Salt Lake will light up for the holidays
Downtown events usher in Christmas season
Downtown Salt Lake City will be ablaze with holiday decorations starting Friday night as hundreds of thousands of lights go on at Temple Square, the adjacent LDS campus, the Gallivan Center, The Gateway and along many city streets.
No formal program is planned for the Temple Square lights this year. All downtown lights, including those on Temple Square, are expected to be turned on sometime after 6:30 p.m. Friday except on the Conference Center and LDS Church administration blocks, where lights will be switched on at dusk.

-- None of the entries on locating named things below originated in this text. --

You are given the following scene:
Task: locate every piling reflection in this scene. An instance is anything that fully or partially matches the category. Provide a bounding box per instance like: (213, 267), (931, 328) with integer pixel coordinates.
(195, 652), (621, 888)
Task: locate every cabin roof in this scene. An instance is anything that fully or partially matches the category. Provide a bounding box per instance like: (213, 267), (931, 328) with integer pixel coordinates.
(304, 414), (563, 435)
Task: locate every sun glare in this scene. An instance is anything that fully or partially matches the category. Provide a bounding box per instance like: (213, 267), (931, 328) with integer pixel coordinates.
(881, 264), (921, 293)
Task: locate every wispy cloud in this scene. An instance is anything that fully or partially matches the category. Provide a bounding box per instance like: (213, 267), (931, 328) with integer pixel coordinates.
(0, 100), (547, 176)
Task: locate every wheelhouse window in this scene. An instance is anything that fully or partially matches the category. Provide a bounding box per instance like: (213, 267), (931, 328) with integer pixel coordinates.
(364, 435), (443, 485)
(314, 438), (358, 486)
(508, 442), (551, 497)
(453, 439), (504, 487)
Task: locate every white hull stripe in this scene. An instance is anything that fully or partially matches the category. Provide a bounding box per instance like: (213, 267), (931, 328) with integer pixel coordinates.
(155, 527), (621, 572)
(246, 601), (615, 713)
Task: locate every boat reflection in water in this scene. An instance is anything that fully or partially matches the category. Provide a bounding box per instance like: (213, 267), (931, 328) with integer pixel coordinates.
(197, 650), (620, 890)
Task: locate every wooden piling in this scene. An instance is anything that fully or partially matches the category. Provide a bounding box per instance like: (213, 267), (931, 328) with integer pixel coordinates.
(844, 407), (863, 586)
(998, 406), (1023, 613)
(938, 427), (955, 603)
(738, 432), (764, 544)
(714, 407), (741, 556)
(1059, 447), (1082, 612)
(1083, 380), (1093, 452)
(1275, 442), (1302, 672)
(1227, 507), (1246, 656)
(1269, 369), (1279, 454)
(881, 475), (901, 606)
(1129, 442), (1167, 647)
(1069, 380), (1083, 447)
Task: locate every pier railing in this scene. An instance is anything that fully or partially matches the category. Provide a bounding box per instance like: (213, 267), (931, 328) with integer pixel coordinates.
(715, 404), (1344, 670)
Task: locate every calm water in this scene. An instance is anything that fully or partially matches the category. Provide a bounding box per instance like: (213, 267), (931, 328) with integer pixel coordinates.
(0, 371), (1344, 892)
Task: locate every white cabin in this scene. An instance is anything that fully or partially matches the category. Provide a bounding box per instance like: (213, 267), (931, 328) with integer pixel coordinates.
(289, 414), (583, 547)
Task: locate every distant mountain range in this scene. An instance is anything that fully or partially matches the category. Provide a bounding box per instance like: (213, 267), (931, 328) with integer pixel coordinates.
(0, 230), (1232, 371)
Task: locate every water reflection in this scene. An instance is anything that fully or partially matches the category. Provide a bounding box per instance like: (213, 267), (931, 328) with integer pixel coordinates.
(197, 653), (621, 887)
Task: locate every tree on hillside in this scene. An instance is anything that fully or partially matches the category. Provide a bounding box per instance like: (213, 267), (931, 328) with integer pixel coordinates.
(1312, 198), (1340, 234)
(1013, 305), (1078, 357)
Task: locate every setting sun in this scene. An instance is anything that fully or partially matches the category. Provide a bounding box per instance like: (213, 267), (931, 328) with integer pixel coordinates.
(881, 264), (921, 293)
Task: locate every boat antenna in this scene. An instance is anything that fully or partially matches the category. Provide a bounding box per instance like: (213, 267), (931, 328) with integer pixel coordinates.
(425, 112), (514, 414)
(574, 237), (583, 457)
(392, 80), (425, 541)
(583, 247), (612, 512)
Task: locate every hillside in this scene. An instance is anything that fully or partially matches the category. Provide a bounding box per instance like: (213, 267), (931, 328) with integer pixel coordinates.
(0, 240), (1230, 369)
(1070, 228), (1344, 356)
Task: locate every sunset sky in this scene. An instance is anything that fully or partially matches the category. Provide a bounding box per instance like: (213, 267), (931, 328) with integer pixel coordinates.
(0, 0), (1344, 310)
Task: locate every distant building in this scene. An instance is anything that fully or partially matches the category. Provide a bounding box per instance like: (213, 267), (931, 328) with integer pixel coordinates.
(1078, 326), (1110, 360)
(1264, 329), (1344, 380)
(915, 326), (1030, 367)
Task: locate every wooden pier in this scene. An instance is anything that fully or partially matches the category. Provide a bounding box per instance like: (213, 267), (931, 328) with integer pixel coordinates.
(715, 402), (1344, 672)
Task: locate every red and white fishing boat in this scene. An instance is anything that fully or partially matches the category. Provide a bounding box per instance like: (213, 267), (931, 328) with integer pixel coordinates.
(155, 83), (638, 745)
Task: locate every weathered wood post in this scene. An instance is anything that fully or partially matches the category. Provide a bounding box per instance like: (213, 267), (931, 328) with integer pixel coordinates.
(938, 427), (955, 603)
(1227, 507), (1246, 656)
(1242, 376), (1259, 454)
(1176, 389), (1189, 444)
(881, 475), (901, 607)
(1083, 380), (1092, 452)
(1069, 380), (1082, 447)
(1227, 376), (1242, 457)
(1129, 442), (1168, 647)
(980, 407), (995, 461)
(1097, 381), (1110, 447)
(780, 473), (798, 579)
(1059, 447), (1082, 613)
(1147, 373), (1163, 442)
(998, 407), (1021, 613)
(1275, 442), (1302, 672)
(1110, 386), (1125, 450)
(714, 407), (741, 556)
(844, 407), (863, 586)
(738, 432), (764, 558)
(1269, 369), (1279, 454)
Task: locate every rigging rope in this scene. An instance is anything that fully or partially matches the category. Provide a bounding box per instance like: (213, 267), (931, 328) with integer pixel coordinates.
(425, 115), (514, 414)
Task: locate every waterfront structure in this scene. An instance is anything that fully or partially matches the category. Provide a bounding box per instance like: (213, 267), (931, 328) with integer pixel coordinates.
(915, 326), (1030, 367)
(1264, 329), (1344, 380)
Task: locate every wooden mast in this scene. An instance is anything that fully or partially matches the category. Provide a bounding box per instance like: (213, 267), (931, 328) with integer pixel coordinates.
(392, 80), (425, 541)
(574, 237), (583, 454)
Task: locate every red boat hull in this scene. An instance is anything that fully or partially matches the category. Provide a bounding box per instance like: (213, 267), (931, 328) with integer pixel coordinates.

The Gallivan Center, 239 S. Main, will offer its 12th annual lighting of the plaza, 6 to 7 p.m., on Friday. The plaza will feature 900 strands of lights, 75,000 light bulbs and the use of more than 340 electrical outlets. Musical entertainment, a visit from Santa and skating on the ice rink are among the festivities planned.
KUTV-Channel 2 will have a live 30-minute broadcast, 6:30 p.m., at Gallivan Plaza.
Santa and Mrs. Claus will be riding the "Jingle Bus" around downtown Friday night.
At 6:30 p.m., Santa will arrive outside Meier and Frank, with Christmas caroling and entertainment. To help warm up the evening, Meier and Frank will offer free hot cider and gingerbread cookies beginning at 6 p.m.
The third annual "Light Up the Night Concert," featuring special guest Kurt Bestor, will begin at 7 p.m. at the Olympic Legacy Plaza at The Gateway.
The public can sing along to holiday carols, enjoy complimentary hot chocolate and get into the holiday spirit. Members of the University of Utah Singers, Brady Allred conducting, and the 95th Infantry Auxiliary Band will add to the music.
According to Brent Roberts, director of headquarter facilities for the LDS Church, there is nothing new this year in the Temple Square and adjoining holiday light displays.
The lights an estimated 700,000 will be turned on daily beginning Friday and continuing through midnight on Sunday, Jan. 2. The lights will be switched on each night at dusk and remain on until at least 10 p.m., longer if special events are being held on Temple Square.
"We coordinate the best we can," Roberts said of the relationship with other downtown holiday lights.
He said crews begin putting up the thousands and thousands of LDS Church lights in September, trying to spread the work out and avoid an overtime crunch in November.